The identification of protein function and the prediction of ligand-target interaction is an active research field that is facilitated by means of categorizing ligands and proteins into biologically sensible groups. Because of the pharmacological fact that related drugs can bind to receptors without obvious sequence or structural similarity, it is appropriate to categorize proteins based not only on their sequence or structures but also on the chemical structure and the phenotypic side-effect of their ligands. In chemogenomic studies where the complete set of ligands for a protein is not known a priori, integrating the de novo detection of interacting ligand and protein groups into the categorization process can guide the process towards more biologically sensible solutions.

Results

We present the Weighted Infinite Relational Model (WIRM) that jointly detects biologically sensible ligand groups and protein groups by integrating the clustering of various data types including chemical compound descriptors, protein sequences, ligand-target bindings and pharmaceutical effects. WIRM takes advantage of the Bayesian nonparametric paradigm for integrating multiple data types, for allowing for missing values (e.g. unknown ligand-target interaction) in the data, for automatically inferring the number of clusters without explicit model comparison, and for predicting the ligand-target interactions. Because some of these data types, to varying degrees, may suggest relationships having no implication for ligand-target interactions or for biological sensible ligand and protein groups, WIRM allows different types of data to have different weights based on prior knowledge of their quality or relevance.

Conclusion

We apply WIRM to the ion channel proteins and G-protein-coupled receptors. We validate its performance using functional annotation and ligand-target interaction.
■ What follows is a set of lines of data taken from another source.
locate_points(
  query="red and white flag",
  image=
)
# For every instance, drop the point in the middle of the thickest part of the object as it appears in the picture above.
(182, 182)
We also test the relationship among multiple data types by varying the weights which indicate the impact of each data type on the model. The categories and interactions inferred by WIRM both confirm known biology and suggest novel predictions.

Acknowledgements

This work was supported in part by the National Institutes of Health (P20RR16481, P20RR16481S1, P30ES014443) and the Department of Energy (DE-EM0000197). Its contents are solely the responsibility of the authors and do not represent the official views of NCRR, NIEHS, NIH, or DOE.